Requirements

Lingo4G can run on almost any hardware. In this chapter we discuss practical considerations that may affect performance.

For data sets up to a few dozen gigabytes of text, any modern computer will be sufficient, even a laptop. Larger data sets will benefit greatly from larger RAM and SSD-based storage.

Storage technology

The type of storage technology and its size are the key factors that influence Lingo4G performance. Lingo4G is designed to take full advantage of CPU parallelism: all CPU cores can write and read data to the index at the same time.

We highly recommend Solid-state drives (SSD) for storing Lingo4G index and temporary files, especially if the files are too large to fit the operating system's disk cache. With SSD storage, Lingo4G will be able to effectively use multiple CPU cores for processing and thus significantly decrease the processing time.

We do not recommend spinning drives due to severe degradation of performance when multiple threads access the index.

Lingo4G does not support network drives. Lingo4G projects and their work directories should not be stored on network shares due to the limitations of underlying technology (Lucene file locks do not work on network shares).

Storage space

Lingo4G index storage requirements are typically 2x–3x the total size (in bytes) of the text in your collection. The example data sets chapter shows empirical sizes of Lingo4G index for the data sets included in the distribution.

In addition to the space occupied by the index itself, Lingo4G requires additional disk space for temporary files while indexing. Lingo4G deletes these temporary files after indexing is complete.

CPU and memory

CPU: more than 4 hardware threads. Lingo4G can perform processing in parallel on multiple CPU cores, which can greatly decrease the latency. Performance will vary, depending on the size of the collection and type of analysis, but in general the more CPU cores you make available to Lingo4G, the better. Please note that high-end CPUs with dozens of CPU cores are very likely to saturate other parts of the system, such as memory or the I/O.

Also note that Lingo4G has a built-in dynamic mechanisms of adjusting the number of threads for optimal performance, so CPU usage during indexing or analyses may fluctuate and is not an indicator of underused resources.

RAM: the more, the better. During document analysis, Lingo4G frequently reaches to its persistent index data store created during indexing. For the highest multi-threaded processing performance, the amount of RAM available to the operating system should ideally be large enough for the OS to cache most of Lingo4G index files, so that the number of disk accesses is minimized.
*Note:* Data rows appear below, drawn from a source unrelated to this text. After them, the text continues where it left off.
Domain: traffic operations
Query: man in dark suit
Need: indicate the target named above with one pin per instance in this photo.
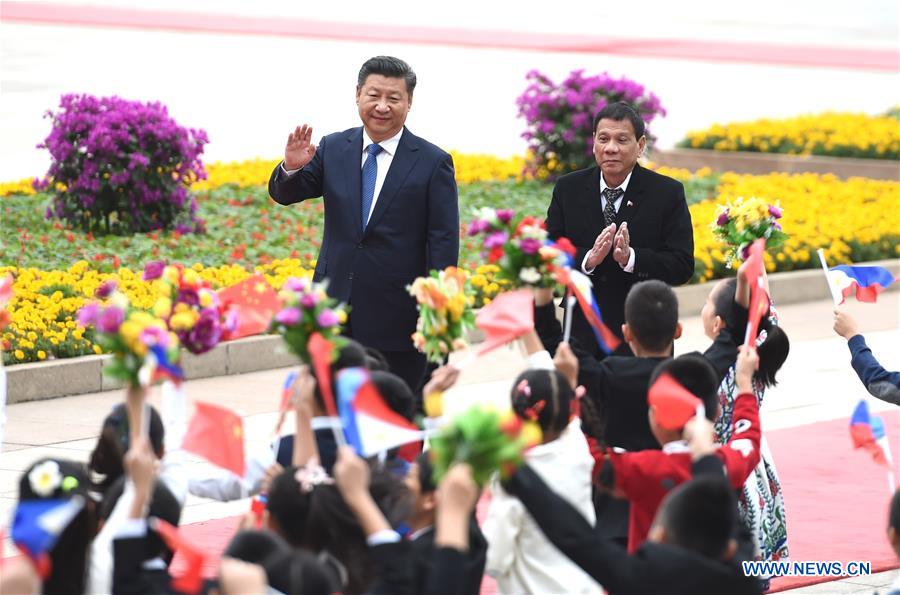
(391, 211)
(628, 223)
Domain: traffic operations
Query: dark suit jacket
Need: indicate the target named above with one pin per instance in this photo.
(414, 228)
(659, 227)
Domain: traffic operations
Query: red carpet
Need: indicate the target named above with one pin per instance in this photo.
(46, 13)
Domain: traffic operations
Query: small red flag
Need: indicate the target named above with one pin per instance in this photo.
(508, 317)
(217, 434)
(759, 299)
(191, 581)
(321, 351)
(672, 404)
(256, 303)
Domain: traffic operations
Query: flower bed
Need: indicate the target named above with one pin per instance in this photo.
(854, 220)
(832, 134)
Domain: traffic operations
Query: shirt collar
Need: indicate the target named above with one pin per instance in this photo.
(604, 186)
(389, 146)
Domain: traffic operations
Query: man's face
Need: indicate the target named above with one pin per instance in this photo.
(616, 148)
(383, 104)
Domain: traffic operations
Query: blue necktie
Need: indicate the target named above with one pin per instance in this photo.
(370, 172)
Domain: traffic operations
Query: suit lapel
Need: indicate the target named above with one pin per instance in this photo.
(352, 157)
(632, 199)
(591, 200)
(401, 164)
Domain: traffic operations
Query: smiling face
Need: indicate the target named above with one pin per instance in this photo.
(383, 104)
(616, 149)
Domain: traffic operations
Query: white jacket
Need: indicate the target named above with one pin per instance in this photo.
(519, 556)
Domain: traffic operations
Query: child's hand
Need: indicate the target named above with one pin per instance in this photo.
(302, 392)
(351, 473)
(747, 364)
(543, 296)
(567, 364)
(844, 324)
(700, 435)
(457, 492)
(441, 380)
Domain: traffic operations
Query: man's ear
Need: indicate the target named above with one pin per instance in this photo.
(730, 550)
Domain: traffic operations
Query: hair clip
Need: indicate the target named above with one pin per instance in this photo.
(534, 411)
(311, 476)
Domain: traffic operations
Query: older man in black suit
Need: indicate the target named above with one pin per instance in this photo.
(628, 223)
(391, 211)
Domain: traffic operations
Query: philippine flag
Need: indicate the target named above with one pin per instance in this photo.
(866, 281)
(38, 524)
(867, 432)
(369, 424)
(581, 285)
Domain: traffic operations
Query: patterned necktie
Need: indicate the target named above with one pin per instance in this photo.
(609, 211)
(370, 172)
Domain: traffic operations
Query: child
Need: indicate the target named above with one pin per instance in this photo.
(519, 556)
(645, 477)
(880, 383)
(59, 479)
(761, 501)
(690, 549)
(422, 535)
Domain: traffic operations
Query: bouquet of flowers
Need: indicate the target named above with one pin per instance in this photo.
(307, 309)
(445, 312)
(142, 346)
(485, 439)
(741, 222)
(519, 246)
(190, 307)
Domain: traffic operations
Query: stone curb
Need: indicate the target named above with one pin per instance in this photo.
(58, 378)
(764, 163)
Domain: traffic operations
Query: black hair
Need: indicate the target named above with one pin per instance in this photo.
(651, 312)
(894, 513)
(390, 67)
(543, 396)
(69, 556)
(375, 360)
(112, 444)
(696, 374)
(350, 355)
(700, 515)
(426, 473)
(163, 505)
(619, 111)
(773, 351)
(396, 393)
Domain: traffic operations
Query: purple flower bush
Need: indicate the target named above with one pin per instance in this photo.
(559, 117)
(121, 166)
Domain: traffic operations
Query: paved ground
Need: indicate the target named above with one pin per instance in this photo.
(817, 383)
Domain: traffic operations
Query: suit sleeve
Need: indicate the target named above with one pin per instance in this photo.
(882, 384)
(606, 562)
(306, 183)
(741, 454)
(673, 260)
(443, 217)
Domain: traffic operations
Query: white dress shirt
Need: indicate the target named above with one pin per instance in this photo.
(383, 159)
(629, 267)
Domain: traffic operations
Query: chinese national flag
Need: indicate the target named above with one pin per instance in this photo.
(191, 581)
(759, 299)
(505, 319)
(256, 303)
(217, 434)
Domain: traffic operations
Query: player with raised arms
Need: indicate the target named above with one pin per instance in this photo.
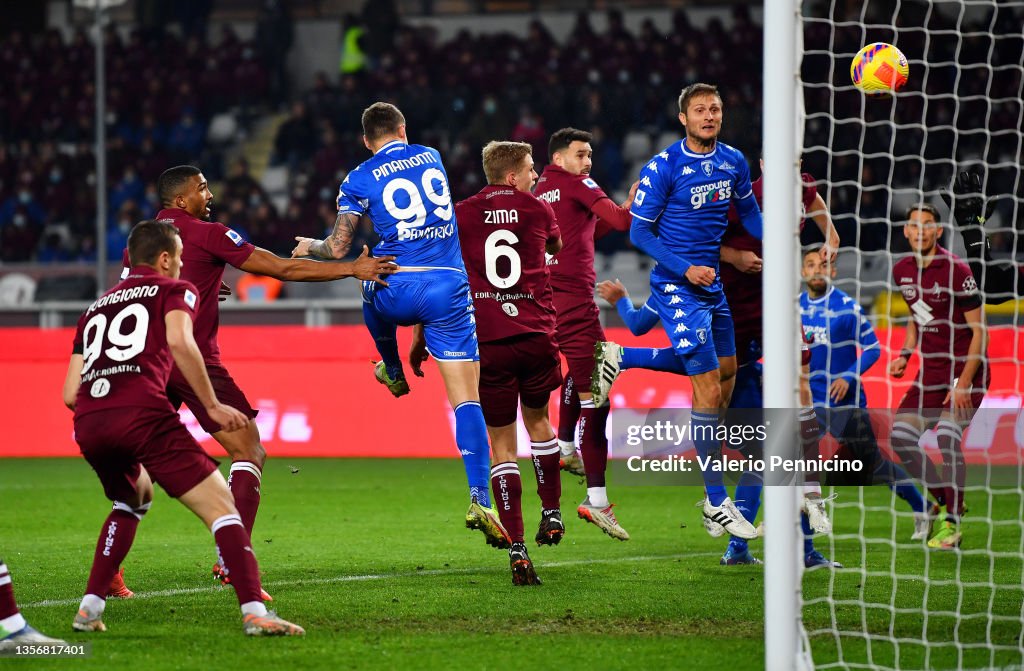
(209, 247)
(1000, 280)
(403, 190)
(679, 218)
(505, 232)
(125, 346)
(948, 325)
(580, 205)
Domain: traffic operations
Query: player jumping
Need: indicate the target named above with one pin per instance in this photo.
(679, 217)
(505, 232)
(404, 192)
(209, 247)
(580, 204)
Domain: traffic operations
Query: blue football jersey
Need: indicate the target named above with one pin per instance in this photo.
(685, 196)
(839, 328)
(404, 191)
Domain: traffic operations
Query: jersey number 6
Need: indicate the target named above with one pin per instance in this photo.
(499, 245)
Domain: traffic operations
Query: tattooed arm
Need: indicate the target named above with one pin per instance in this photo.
(334, 246)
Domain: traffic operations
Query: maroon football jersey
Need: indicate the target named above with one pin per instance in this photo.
(572, 198)
(208, 246)
(742, 290)
(123, 339)
(938, 295)
(503, 233)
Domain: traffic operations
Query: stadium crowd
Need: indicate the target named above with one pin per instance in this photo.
(459, 94)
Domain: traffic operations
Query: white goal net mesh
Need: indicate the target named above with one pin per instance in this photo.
(898, 603)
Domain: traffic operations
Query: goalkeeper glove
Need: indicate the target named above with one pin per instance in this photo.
(967, 203)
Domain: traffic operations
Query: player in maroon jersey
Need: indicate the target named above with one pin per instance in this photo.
(948, 324)
(580, 204)
(505, 232)
(210, 246)
(125, 346)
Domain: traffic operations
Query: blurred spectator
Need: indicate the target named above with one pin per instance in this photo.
(353, 56)
(274, 34)
(381, 21)
(296, 139)
(530, 129)
(23, 203)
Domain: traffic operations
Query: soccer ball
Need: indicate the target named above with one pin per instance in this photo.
(879, 70)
Note that system memory pool is distinctively different from Java heap size, discussed below.

JVM heap size: the default 4 GB should be enough in most scenarios. The default JVM heap size should be enough to perform indexing regardless of the size of the input data. It should also be enough for typical document analysis scenarios.

If you plan to analyze very large subsets of the index or issue multiple concurrent analyses, consider increasing the JVM heap size. Note that needlessly increasing the JVM heap may have an adverse effect on performance as it may decrease the amount of memory that would be otherwise available for disk caches.

If you run Lingo4G on massively multicore machines (32 cores and more), consider increasing the JVM heap size beyond the default 4 GB heap during indexing to give more room to each indexing thread. This is not a requirement, however.

Java Virtual Machine

Lingo4G requires 64-bit Java 17 or later. Other JVM settings like the garbage collector settings play a minor role in overall performance compared to disk speed and memory availability.